Edit this page on GitHub

Remove PDB disordered atoms with the Bio.PDB module.

Contributed by Ramon Crehuet

Problem

You have a PDB with disordered atoms, i.e. different atomic positions with occupancies that add up to 100%. From this PDB you want to create a new one having only one set of the disordered atoms. This can be necessary if you want to perform RMSD calculations or Molecular Dynamics simulations.

Solution

Bio.PDB is proficient in dealing with disordered atoms. Each disordered atom has a property indicating its alternative positions: atom.altloc. Usually there are only two alternative positions labelled ‘A’ and ‘B’. The key is to save a PDB with the optional select argument. This argument needs to return a True value for the atoms that have to be saved. In the following example we save all not-disordered atoms and the ‘A’ positions of the disordered ones.

from Bio.PDB import *

parser = PDBParser()
s = parser.get_structure("my_pdb", "my_pdb.pdb")
io = PDBIO()


class NotDisordered(Select):
    def accept_atom(self, atom):
        return not atom.is_disordered() or atom.get_altloc() == "A"


io = PDBIO()
io.set_structure(s)
io.save("ordered.pdb", select=NotDisordered())

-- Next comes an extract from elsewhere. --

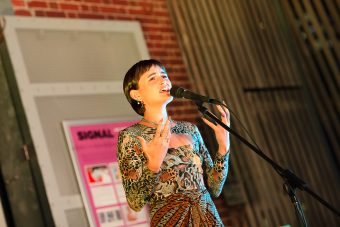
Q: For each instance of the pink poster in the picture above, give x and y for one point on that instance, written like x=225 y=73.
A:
x=93 y=150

Note that the code above does not eliminate the alternate location identifier (‘A’ in the example above). It is the programmer’s responsibility to eliminate the identifier when necessary.

keepAltID = ...


class NMROutputSelector2(Select):  # Inherit methods from Select class
    def accept_atom(self, atom):
        if (not atom.is_disordered()) or atom.get_altloc() == keepAltID:
            atom.set_altloc(" ")  # Eliminate alt location ID before output.
            return True
        else:  # Alt location was not one to be output.
            return False
        # end of accept_atom()


# end of NMROutputSelector2()

Discussion

It is trivial to change that to save ‘B’ altloc positions. One can even do more complicated selections based on other atom properties. The key is to generate a class that returns True or False for a given atom. One could also think of deleting atoms with ‘B’ values in atom.altloc.

# Will not work!

for atom in all_atoms:  # all_atoms is a list containg all atoms
    if atom.altloc == "B":
        del atom

but that does not work, because it only deletes the local variable and not the PDB structure.